Мы с принцем переглянулись, одинаково обеспокоенные состоянием нашего родича и короля.
— Но почему вы так уверены? — я шагнул бы к дяде, однако Мэллин придержал меня за руку и покачал головой.
— Этайн была стихийным магом. Я… ты знаешь сам. Я не чую никого, кто обладал бы схожей магической силой. Ни здесь, ни у неблагих. И да, ни у фоморов. Была! Была одна яркая вспышка! Тогда, в лесу, куда мы стремились и опоздали. Но она сразу погасла!
Его голос сорвался, он с силой закрыл веки, словно и вовсе не желая видеть этот мир.
— Брат, Майлгуир, тебе ли не знать…
Принц прошел вперед осторожно, король поморщился, и Мэллин замолк, проходя вместо слов к самому креслу, усаживаясь прямо на пол.
Дядя вздохнул, смиряясь, что этот мир ему придется, очевидно, потерпеть еще. Хотя бы ради брата.
Я воздал славу старым богам, что у нас есть Мэллин. Брат, долг и его волки — это держит дядю в нашем мире. Это же его защищает.
— Мой король, я…
— Джаред. На этом все.
Двадцать восьмое ноября второго года Тёмной эпохи. Теперь чуть более светлой!
Мидир зверствовал, характер не смягчила даже смена имени, но возле него сейчас был принц, и я мог спокойно отчитываться на расстоянии.
Потом пропала мысленная речь. Магия проваливалась с уровня на уровень, отмирая сверху, опадая осенними пожухлыми листьями.
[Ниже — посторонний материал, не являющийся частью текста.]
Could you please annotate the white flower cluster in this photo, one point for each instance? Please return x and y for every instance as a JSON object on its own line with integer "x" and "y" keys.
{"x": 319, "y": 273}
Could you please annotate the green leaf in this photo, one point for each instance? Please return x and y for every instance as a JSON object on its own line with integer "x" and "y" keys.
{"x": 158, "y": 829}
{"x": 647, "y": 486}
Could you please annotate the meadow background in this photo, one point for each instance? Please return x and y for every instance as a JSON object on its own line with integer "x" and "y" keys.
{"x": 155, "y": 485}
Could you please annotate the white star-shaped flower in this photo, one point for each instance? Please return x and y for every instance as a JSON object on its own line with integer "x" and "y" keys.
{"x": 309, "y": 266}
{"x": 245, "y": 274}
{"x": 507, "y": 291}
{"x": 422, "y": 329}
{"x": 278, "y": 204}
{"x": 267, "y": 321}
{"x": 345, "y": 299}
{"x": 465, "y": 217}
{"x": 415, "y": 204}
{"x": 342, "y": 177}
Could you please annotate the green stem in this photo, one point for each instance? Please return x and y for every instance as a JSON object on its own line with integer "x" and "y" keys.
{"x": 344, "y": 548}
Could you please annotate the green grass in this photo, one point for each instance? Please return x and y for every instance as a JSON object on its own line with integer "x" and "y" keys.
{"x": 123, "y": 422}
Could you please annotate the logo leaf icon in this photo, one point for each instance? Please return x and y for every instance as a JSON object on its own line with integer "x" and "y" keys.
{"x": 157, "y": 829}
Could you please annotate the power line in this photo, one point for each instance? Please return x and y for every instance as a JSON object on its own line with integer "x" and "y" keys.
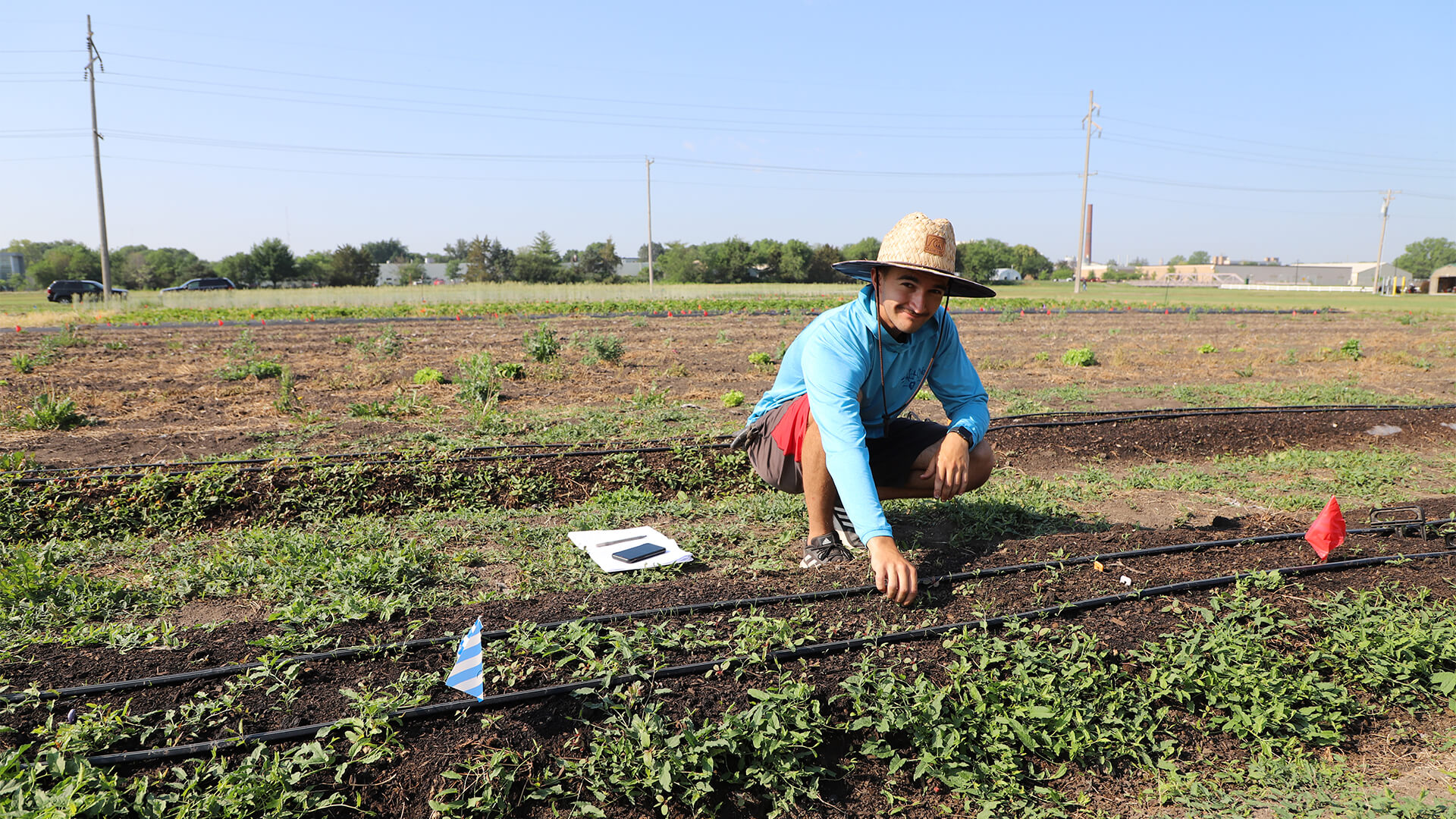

Дни складывались в недели, и мир, потрясаемый бурями, приходил в себя, собирался уже иным. Мы, теряя магию, осваивали ремесла. Мы стали умелыми мастерами, но…
Алана не было. Я отказывался верить, что это насовсем. Иногда приходил в его покои, недоуменно оглядывался, пытаясь найти, обнаружить всегда незаметного, но такого незаменимого начальника замковой стражи. Я заглядывал во все комнаты. Сидел и ждал подолгу, сам не зная чего, в своем кресле у камина. А кресло рядом сиротливо пустовало.
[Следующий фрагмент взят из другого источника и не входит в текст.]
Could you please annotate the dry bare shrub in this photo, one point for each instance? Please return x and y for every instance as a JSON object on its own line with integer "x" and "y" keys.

Пустело все. Магия уходила из тех, кого не выпотрошил туман. Механесы, выполнившие массу работы по обустройству замка для новоприбывших, замерли статуями. Надежду внушало лишь то, что звериные головы продолжали осмысленно реагировать и следить за происходящим. Бдительность иногда отказывала волкам, но не Черному замку.
Мне, видимо, отказывал рассудок. Я ловил себя, что обращаюсь к стенам и произношу имя Алана вслух.
А в одну из бессонных ночей, ненастных, грозовых, в дверь грохнуло чем-то тяжелым. Я дернул ручку на себя — и свеча выхватила из мрака каменного механеса, абсолютно черного, вытесанного слишком грубо, непохожего на прочих. Механес поднял голову, не открывая глаз, ориентируясь на звук, на запах…
— Алан!.. — я не понял, когда успел ухватить каменное лицо обеими руками. — Алан!
Глаза не открывались, но голова повернулась на звук, от шеи вниз побежали крошечные камешки.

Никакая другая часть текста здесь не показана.